In general, guardrails are associated with a specific CQL query. However, due to technical limitations, some guardrails are checked in the background, without being associated with any specific query. That’s the case for example of the guardrails for the size or number of items of a non-frozen collection. Although we can do some checks when a query writes a new collection fragment, we cannot know if there are other fragments of the collection previously stored on the SSTables. We could of course check into the SSTables, but it would involve a costly read-before-write operation. Instead, the guardrail checks the size of all collections every time an SSTable is written to disk, which happens on memtable flush or during compaction. If a large collection is detected the guardrail is triggered and will emit the proper log messages and diagnostic events, but we won’t abort any operation because we have missed the association with the original query. Future guardrails for similar things, like partition size, are likely to work in the same way.

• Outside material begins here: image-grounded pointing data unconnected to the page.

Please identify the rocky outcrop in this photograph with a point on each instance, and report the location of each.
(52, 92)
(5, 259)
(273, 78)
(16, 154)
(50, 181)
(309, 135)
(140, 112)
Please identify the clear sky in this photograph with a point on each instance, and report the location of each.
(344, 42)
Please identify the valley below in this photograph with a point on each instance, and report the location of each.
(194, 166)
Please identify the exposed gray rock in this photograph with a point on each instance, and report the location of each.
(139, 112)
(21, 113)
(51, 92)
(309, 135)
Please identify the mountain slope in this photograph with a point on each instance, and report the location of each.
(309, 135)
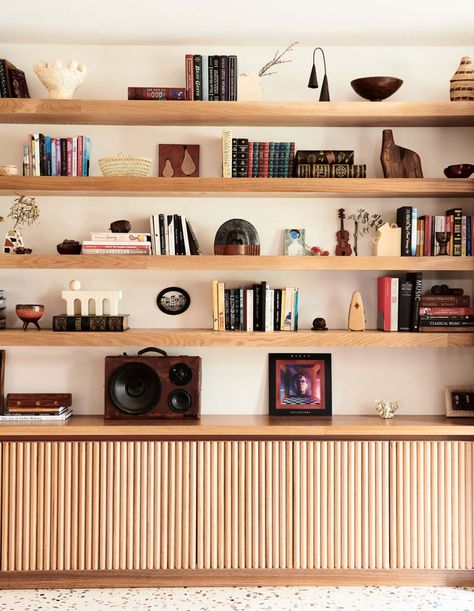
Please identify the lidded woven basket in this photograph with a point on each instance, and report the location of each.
(123, 165)
(462, 83)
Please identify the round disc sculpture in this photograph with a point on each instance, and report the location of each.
(236, 237)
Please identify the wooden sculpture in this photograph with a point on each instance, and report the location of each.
(356, 319)
(398, 162)
(343, 248)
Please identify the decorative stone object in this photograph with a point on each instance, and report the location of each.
(386, 409)
(388, 240)
(60, 81)
(462, 84)
(236, 237)
(85, 297)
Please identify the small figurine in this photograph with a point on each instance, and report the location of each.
(356, 319)
(388, 240)
(86, 299)
(319, 324)
(386, 409)
(343, 248)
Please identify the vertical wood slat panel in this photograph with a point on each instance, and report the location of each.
(71, 505)
(434, 487)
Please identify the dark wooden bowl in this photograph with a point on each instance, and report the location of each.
(460, 170)
(376, 88)
(29, 313)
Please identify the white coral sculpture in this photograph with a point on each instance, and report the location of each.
(60, 81)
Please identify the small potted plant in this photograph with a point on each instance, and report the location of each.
(363, 222)
(23, 211)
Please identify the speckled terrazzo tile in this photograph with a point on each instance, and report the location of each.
(341, 598)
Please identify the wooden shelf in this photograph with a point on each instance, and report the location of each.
(292, 114)
(154, 186)
(235, 426)
(212, 262)
(236, 339)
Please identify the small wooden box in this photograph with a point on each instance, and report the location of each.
(52, 400)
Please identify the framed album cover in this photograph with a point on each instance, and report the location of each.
(300, 384)
(459, 401)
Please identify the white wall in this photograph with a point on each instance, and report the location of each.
(235, 380)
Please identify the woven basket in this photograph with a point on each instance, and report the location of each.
(125, 166)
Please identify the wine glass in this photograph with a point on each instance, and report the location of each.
(442, 237)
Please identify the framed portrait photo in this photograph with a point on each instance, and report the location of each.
(459, 401)
(300, 384)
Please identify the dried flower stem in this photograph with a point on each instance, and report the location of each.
(24, 211)
(277, 59)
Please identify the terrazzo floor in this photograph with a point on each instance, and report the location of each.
(343, 598)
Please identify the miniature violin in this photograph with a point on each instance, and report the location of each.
(343, 248)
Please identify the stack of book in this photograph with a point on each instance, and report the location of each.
(419, 232)
(48, 156)
(328, 164)
(256, 308)
(2, 310)
(36, 407)
(242, 158)
(156, 93)
(108, 243)
(398, 302)
(211, 77)
(172, 234)
(446, 313)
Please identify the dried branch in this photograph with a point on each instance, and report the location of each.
(277, 59)
(24, 211)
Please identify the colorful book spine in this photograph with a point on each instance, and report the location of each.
(197, 77)
(387, 303)
(189, 74)
(330, 170)
(404, 220)
(156, 93)
(324, 156)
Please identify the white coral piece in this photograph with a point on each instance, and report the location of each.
(61, 82)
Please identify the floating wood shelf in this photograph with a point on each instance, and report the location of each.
(291, 114)
(236, 339)
(212, 262)
(235, 426)
(154, 186)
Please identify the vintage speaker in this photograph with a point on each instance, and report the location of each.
(152, 386)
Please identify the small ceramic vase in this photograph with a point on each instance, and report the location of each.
(462, 83)
(60, 81)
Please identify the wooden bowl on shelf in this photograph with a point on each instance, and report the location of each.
(29, 313)
(376, 88)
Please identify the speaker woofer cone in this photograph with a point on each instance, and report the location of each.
(134, 388)
(180, 401)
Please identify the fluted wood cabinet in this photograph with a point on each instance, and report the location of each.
(232, 511)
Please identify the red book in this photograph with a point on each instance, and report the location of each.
(79, 155)
(445, 311)
(249, 173)
(189, 73)
(69, 157)
(387, 303)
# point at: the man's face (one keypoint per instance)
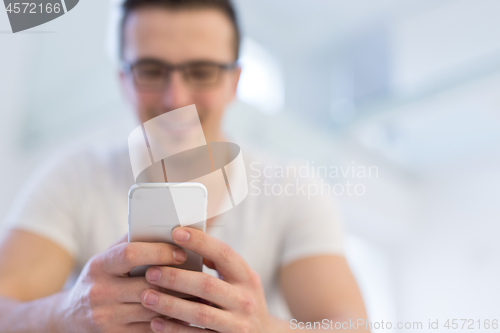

Another example of a guardrail that partially runs in the background is the one for disk usage. Its configuration looks like this:
data_disk_usage_percentage_warn_threshold: -1 data_disk_usage_percentage_fail_threshold: -1 data_disk_usage_max_disk_size:
This guardrail is checked by a background task that periodically checks the disk space usage. If the disk usage exceeds the percentage specified in the configuration, the guardrail will emit the proper log messages and diagnostic events, although these won’t be associated with any specific query. However, the disk usage status calculated by the periodic task is tracked and propagated through Gossip, so every node is aware of the disk usage of its peers. That information will be used by write queries to check the guardrail again and warn about or abort queries depending on when the disks on the targeted replicas are close to being full:
[email protected]> INSERT INTO k.t (k, v) VALUES (1, 10); InvalidRequest: Error from server: code=2200 [Invalid query] message="Guardrail replica_disk_usage violated: Write request failed because disk usage exceeds failure threshold"
Expect more Guardrails
Adding new guardrails to Cassandra should be relatively easy since the framework provides base classes for several types of guardrail and utilities for parsing configuration and testing. More importantly, adding new safety checks in the form of guardrails should guarantee that they have a homogeneous, consistent behavior, and that they can benefit from new features that are added for every guardrail.
At this moment, there are guardrails for:
- Number of user keyspaces.
- Number of user tables.
- Number of columns per table.
- Number of secondary indexes per table.
- Number of materialized tables per table.
- Number of fields per user-defined type.
- Number of items in a collection.
- Number of partition keys selected by an IN restriction.
- Number of partition keys selected by the cartesian product of multiple IN restrictions.
- Allowed table properties.
- Allowed read consistency levels.
- Allowed write consistency levels.
- Collections size.
- Query page size.
- Minimum replication factor.
- Data disk usage, defined either as a percentage or as an absolute size.
- Whether user-defined timestamps are allowed.
- Whether GROUP BY queries are allowed.
- Whether the creation of secondary indexes is allowed.
- Whether the creation of uncompressed tables is allowed.
- Whether querying with ALLOW FILTERING is allowed.
- Whether dropping or truncating a table is allowed.
It is worth mentioning that many of these guardrails were added in the last few months, some of them by newcomers to the project. That, in my opinion, indicates how easy it is to add new guardrails, and we expect to have more guardrails in the future.